Белобородый старик покачал головой:
– Слепцы, разве же можно радоваться чьей-то смерти? Видный человек был Григорий Ефимович, старался жить по совести, да вот не всегда получалось. Слишком людям доверял и понять не мог, кому, что и где говорить следует. Добрая ему память! Ты его видел?
– Да за два дня до этого он в архив заходил.
– Ты сказал ему, что я велел срочно листок отдать?
– Сказал. А он говорит, что ему второй листок был обещан. Спрашивал, когда принесу?
– Не понадобится он уже ему. Сам-то, где три дня пропадал?
Мальчик с виноватым видом опустил глаза:
– Начальник мой Степан Александрович не отпускал. Говорит, пока, мол, все документы не перепишешь, домой не пойдёшь. Я ему отвечаю, что дедушка меня ждёт, а он красный стал, накричал на меня, ногами затопал. Две ночи почти не спал, всё писал, чтобы к тебе скорее выбраться.
– Иди сюда.
Мальчик присел на топчан.
Старик нежно погладил его рукой по голове:
– Ты у меня молодец. Знаешь, где баночка стоит? Неси её сюда.
Мальчик послушно выполнил просьбу.
– Садись на стул напротив и слушай внимательно. Сейчас выпьешь всё до дна и пойдёшь к себе в архив ночевать.
– Ты что, дедушка, я же только оттуда к тебе выбрался! Как я тебя одного оставлю, когда ты едва ходишь?
– Так надо, Георгий.
– Кому надо?
– Тебе, мне. Не спрашивай. Ухожу я, а тебе дальше жить. Сейчас попрощаемся с тобой до новой встречи.
В глазах мальчика блеснули слёзы:
– Ты собрался умереть, дедушка?
– Глупый,– улыбнулся старик,– тысячу раз родишься и тысячу раз умрёшь, чтобы родиться опять. И смерти нет, и жизни тоже нет.
– А что есть?
– Тишина и темнота. А в этой темноте глаза горят, Того Кто за тобой наблюдает. Смотрят они внимательно и не мигнут, не закроются, чтобы ничего не пропустить.

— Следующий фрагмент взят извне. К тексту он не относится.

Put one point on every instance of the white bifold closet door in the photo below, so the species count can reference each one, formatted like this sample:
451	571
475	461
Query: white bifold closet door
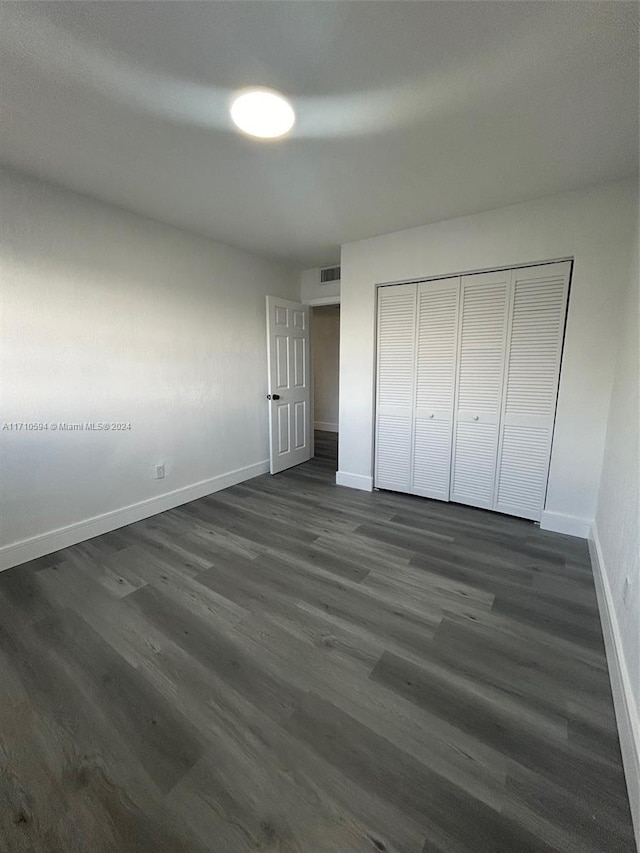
417	351
483	324
467	381
395	386
436	355
534	349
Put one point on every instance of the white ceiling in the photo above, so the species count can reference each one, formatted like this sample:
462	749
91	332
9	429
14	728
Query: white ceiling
408	112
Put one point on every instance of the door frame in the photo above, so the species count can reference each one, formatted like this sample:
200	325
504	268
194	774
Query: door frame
315	303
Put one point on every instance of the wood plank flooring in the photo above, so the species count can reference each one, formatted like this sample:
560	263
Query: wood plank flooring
293	666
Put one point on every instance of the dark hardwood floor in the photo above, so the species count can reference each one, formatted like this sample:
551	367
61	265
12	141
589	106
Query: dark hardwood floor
293	666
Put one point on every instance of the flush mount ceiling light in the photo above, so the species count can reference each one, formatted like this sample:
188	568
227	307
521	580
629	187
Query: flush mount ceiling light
264	113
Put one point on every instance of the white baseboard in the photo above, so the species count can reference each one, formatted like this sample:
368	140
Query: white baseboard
327	426
627	713
572	525
63	537
354	481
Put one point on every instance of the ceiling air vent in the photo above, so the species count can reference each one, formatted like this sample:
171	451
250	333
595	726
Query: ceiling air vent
329	274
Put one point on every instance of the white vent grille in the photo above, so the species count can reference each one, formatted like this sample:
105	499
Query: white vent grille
329	274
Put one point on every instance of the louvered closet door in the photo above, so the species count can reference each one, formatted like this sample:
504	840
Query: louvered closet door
436	352
534	348
395	386
483	310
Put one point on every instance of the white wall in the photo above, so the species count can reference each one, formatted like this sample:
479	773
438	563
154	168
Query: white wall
111	317
594	226
325	338
313	292
616	532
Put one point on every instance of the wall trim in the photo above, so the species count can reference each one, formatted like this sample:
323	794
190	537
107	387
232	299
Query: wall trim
627	714
80	531
354	481
327	426
572	525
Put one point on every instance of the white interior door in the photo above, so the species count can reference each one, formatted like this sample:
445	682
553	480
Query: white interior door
481	352
534	349
436	354
395	388
289	383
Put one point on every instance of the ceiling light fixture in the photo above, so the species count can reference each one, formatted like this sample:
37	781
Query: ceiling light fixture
262	112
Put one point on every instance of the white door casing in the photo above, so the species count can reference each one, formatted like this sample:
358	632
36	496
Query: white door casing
289	383
534	348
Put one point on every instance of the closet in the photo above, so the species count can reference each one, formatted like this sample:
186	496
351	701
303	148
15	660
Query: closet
467	381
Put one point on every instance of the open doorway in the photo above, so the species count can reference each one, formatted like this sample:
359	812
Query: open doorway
325	345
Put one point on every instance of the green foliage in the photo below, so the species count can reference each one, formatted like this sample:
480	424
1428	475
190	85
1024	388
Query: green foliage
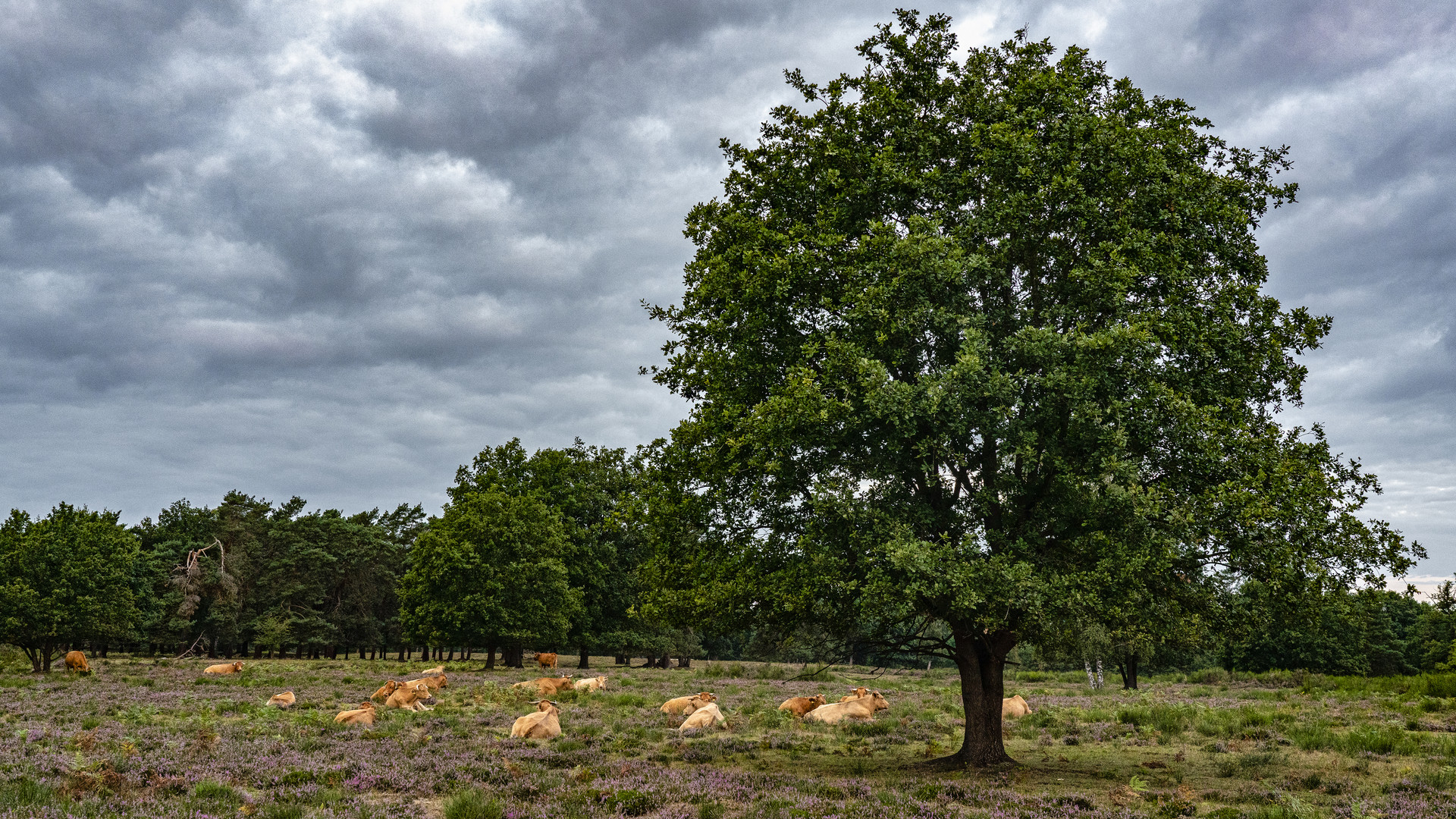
472	805
25	792
271	573
631	803
977	353
64	577
209	790
592	491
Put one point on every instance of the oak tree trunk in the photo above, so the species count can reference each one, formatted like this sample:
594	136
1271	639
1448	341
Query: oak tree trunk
982	657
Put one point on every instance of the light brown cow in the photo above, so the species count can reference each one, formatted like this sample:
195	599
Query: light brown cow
546	686
386	689
861	708
704	717
224	668
685	706
800	706
1015	707
592	684
76	662
433	682
411	698
545	723
362	716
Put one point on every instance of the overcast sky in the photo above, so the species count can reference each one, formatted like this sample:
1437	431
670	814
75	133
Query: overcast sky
335	248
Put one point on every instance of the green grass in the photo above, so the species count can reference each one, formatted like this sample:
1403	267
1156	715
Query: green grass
472	805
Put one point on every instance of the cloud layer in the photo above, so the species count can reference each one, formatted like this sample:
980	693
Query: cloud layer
334	249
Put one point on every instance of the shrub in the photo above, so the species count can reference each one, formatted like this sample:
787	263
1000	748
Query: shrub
472	805
216	792
629	803
25	793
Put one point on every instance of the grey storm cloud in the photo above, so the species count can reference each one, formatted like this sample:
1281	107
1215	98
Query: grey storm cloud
334	249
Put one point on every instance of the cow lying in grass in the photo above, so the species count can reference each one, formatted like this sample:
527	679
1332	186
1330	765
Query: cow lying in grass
362	716
688	704
545	723
411	697
433	682
590	684
800	706
1015	707
704	717
546	686
859	708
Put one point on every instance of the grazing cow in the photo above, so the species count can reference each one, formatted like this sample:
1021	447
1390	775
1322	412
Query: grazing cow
76	662
592	684
686	706
433	682
224	668
704	717
411	698
386	689
545	723
1015	707
800	706
362	716
859	708
546	686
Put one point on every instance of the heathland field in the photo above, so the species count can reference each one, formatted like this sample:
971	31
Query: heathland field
145	738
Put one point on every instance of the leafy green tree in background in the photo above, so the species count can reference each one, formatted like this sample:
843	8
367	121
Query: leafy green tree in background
592	488
490	572
979	346
63	579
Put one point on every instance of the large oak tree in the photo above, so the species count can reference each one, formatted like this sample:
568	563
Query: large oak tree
976	346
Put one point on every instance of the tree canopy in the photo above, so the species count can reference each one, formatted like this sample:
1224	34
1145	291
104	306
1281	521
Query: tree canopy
977	347
490	572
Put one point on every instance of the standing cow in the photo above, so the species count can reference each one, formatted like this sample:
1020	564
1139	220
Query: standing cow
76	662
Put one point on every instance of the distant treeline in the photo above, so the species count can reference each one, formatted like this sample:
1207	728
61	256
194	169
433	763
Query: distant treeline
546	551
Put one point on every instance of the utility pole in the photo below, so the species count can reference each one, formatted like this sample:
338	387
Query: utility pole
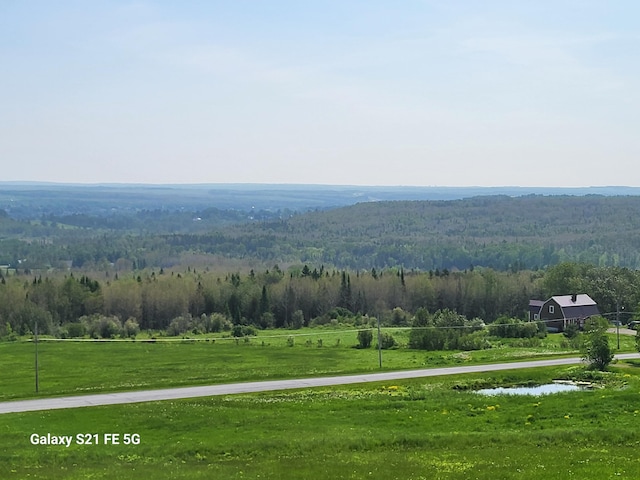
379	343
618	322
36	342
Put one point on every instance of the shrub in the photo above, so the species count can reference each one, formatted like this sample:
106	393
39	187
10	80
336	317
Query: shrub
365	337
243	331
130	328
387	341
75	330
180	325
98	326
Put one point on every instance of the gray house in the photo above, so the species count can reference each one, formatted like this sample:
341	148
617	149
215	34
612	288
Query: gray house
561	310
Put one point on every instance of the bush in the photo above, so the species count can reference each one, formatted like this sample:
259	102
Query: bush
98	326
243	331
505	327
365	337
180	325
595	346
387	341
130	328
75	330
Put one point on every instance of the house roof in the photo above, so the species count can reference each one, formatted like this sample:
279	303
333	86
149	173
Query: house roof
579	300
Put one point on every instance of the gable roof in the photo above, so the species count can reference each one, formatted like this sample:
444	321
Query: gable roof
579	300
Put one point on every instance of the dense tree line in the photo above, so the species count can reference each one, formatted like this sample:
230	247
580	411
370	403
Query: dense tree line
502	233
192	300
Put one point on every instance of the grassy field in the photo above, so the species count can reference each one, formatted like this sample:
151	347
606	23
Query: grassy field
433	428
74	368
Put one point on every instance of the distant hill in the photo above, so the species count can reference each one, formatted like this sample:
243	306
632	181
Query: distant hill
495	231
95	226
33	200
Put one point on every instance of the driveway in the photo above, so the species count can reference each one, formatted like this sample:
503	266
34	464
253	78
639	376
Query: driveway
251	387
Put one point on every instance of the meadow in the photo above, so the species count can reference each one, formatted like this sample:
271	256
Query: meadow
430	428
75	368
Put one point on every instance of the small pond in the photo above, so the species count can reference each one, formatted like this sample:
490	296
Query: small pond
539	390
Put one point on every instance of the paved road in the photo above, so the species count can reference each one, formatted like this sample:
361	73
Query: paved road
250	387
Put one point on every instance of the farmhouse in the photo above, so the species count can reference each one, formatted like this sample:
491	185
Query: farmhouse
561	310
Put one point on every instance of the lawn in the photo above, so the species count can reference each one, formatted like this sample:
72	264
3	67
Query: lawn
74	368
430	428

– Не понимаю я тебя, дедушка.
– Знаю, милый, знаю, но ты верь мне и делай, как говорю,– старик протянул ему открытый пузырёк,– горько будет очень, но ты спокойно на стуле сиди и в глаза мне смотри, да не отворачивайся.
Янтарная жидкость заиграла пузырьками.
Не поморщившись, мальчик выпил её и, сложив руки на коленях, посмотрел на деда.
Тот опять улыбнулся и, накрыв его руки своими руками, начал тихо бормотать.
В этом бормотании слышались Георгию названия корешков и трав, которые он недавно так старательно выводил на бумаге, когда писал для Распутина рецепт раствора и вот уже стали появляться странные имена, которых он никогда не слыхивал.
А потом зазвучали слова совсем непонятные, незнакомые, но было ощущение, что он их уже слышал, а возможно, когда-то говорил и сам, но было это так давно, что никак не могла пробраться туда память сквозь толщу времени.
Нестерпимо захотелось спать, и в тот же момент голос старика зазвучал громко и торжественно.
В его глазах вдруг зажглись яркие точки, они становились больше и больше, превращаясь в мерцающие звёзды, похожие на те, которые в ясную ночную погоду иногда были видны над городом Петра.
В глазах появилось нестерпимое жжение, Георгию захотелось встать и убежать подальше, чтобы ослепительный свет не выжег их, но неведомая сила приковала тело к стулу, и не было возможности даже пошевелиться.
Но вот слова превратились в один сплошной низкий звук, который эхом отдаваясь от стен, заполнил комнату, а потом и всё сущее вокруг.
Тело стало невесомым, лёгким, как пёрышко, и ворвавшийся в распахнутое окно ветер, понёс Георгия над тускло светившими городскими фонарями.
Всё выше и выше, далеко, в незнакомые края, в далёкие дали.
И повсюду была тишина и темнота.
А потом, осветив всё вокруг, вспыхнули два Солнца, похожие на глаза, и Георгий увидел молодого мужчину в военной форме.
Он стоял один, посреди бескрайнего колосящегося поля, сжимая в руках связку гранат.
Прямо на него ехал огромный танк с белой свастикой на башне.
Десятки таких же танков двигались неподалёку на равном расстоянии друг от друга, а за ними с автоматами наперерез, шли люди в незнакомой чёрной форме.